A. D. : Le pire du nouveau projet est sa justification. Le fumeur de joint est de nos jours encore un criminel. Comme celui qui transporte, vend, cède gratuitement. Peut-on comparer un voleur, un violent à un fumeur de joint qui ne fait, après tout, pour le législateur, que du mal à lui même. La loi de 1970 ne serait plus appliquée pour les seuls consommateurs puisqu'à l'échelle des peines, fumer un joint, ce n'est pas si grave. Tout d'abord, c'est faux, la Justice condamne encore énormément pour consommation, souvent d'ailleurs pour calmer son dépit de ne pouvoir condamner pour plus de motifs. Reste qu'effectivement une énorme proportion de constats de police, gendarmerie ou douanes de consommation se terminent par une simple mise à la poubelle de la boulette ou de la têtoune.
La loi de 1970 n'est plus appliquée pour la consommation ? C'est un scandale, beugle Narko. D'où le projet de loi qu'il concocte depuis déjà un an ou deux de contraventionnaliser la consommation
Pour le consommateur qui se ferra gauler, il suffira d'un officier de police judiciaire pour dresser le procès verbal et annoncer la condamnation à une amende tandis qu'aujourd'hui, cet officier doit passer par un procureur. Plus vite, plus de rendement, plus de condamnations à prévoir.
Cependant en développant, des questions restent. Et après plusieurs condamnations, et en cas de non paiement d'amende, ce sera la prison quand même. Coté saisie, il semble que ce projet donnerait aux flics les mêmes possibilités qu'ont aujourd'hui les douaniers de saisir ce qu'ils leur semble en rapport avec la drogue, pour son transport, pour s'en procurer. La saisie d'un scooter, d'un téléphone portable et des chaussettes. J'ai eu un pote qui s'est fait saisir, naguère une bagnole à 40 000 francs pour la saisie de 40 gr de shit. Le nouveau c'est que ces saisies seront à la diligence, à l'appréciation du seul officier de police judiciaire que le fumeur de joint aura devant lui. Tenue cool, locks, crêtes et autres piercing s'abstenir.
Ensuite les conditions d'appel seront à examiner avec précaution mais nous n'en sauront plus qu'en septembre 2006. Je te promets que nous réagirons fort et clair à ce durcissement supplémentaire qui s'ajoute au bilan déjà dur de sa loi sur le Cannabis au volant.

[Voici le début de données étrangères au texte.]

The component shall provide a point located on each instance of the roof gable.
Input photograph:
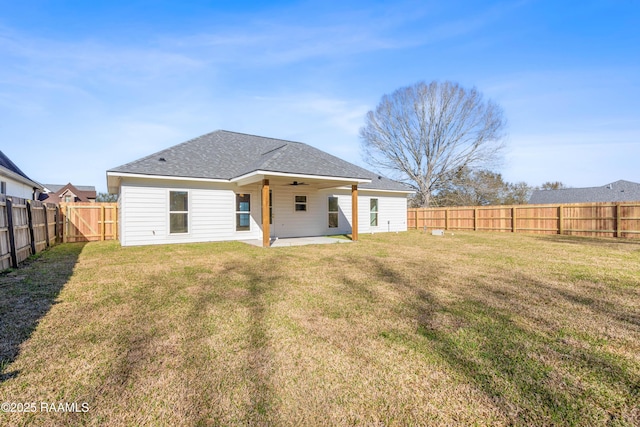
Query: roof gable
(227, 155)
(7, 164)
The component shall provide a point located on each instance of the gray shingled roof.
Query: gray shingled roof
(619, 191)
(57, 187)
(227, 155)
(6, 163)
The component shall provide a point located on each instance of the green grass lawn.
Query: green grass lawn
(396, 329)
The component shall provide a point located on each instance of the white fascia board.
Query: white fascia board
(113, 177)
(375, 190)
(260, 174)
(164, 177)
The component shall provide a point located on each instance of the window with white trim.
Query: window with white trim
(373, 212)
(178, 212)
(333, 212)
(243, 212)
(300, 203)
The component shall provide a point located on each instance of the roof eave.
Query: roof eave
(259, 175)
(114, 178)
(15, 176)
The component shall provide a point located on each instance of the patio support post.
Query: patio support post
(266, 232)
(354, 212)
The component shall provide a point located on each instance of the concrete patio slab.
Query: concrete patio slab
(298, 241)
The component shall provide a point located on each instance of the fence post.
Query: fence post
(475, 219)
(446, 219)
(12, 237)
(32, 236)
(560, 220)
(618, 221)
(46, 224)
(65, 223)
(102, 225)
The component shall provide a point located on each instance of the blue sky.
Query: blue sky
(87, 86)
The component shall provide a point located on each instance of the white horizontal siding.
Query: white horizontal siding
(144, 211)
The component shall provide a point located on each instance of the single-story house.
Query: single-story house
(14, 182)
(55, 193)
(619, 191)
(232, 186)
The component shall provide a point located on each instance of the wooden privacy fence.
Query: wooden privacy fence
(28, 226)
(88, 222)
(581, 219)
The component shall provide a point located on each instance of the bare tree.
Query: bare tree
(427, 133)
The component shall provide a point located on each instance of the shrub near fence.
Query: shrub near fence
(29, 226)
(581, 219)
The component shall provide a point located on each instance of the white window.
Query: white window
(178, 212)
(243, 212)
(373, 212)
(300, 204)
(333, 212)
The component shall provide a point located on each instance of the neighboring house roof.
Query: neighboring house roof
(619, 191)
(11, 170)
(80, 193)
(54, 188)
(228, 155)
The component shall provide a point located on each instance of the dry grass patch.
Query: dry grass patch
(398, 329)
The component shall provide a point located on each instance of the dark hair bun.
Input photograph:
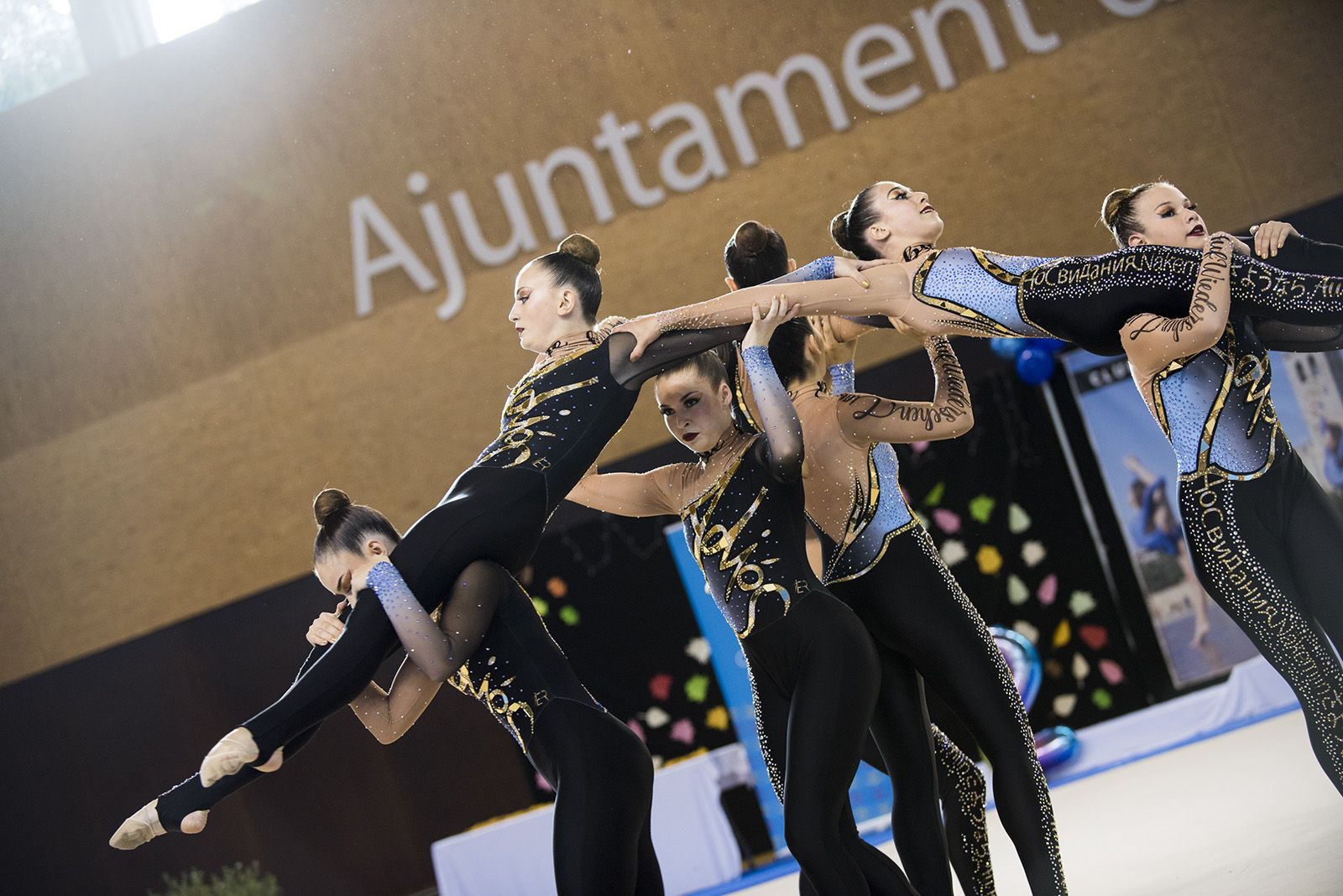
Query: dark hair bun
(328, 502)
(751, 237)
(1112, 207)
(581, 247)
(839, 231)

CNW : Je crois que nous pouvons tous nous accorder sur le fait que l'idéal serait une légalisation encadrée. Qui serait donc en corrélation avec la mise en place d'un véritable système de "protection de la jeunesse" bénéficiant de structures adaptées. Ces structures pourraient même être financées par la vente officielle de cannabis, et elles véhiculeraient un message préventif efficace, qui actuellement, ou lors d'une simple dépénalisation, serait absolument impossible à élaborer. Quels sont les candidats aux élections présidentielles de 2007 partageant ce point de vue ?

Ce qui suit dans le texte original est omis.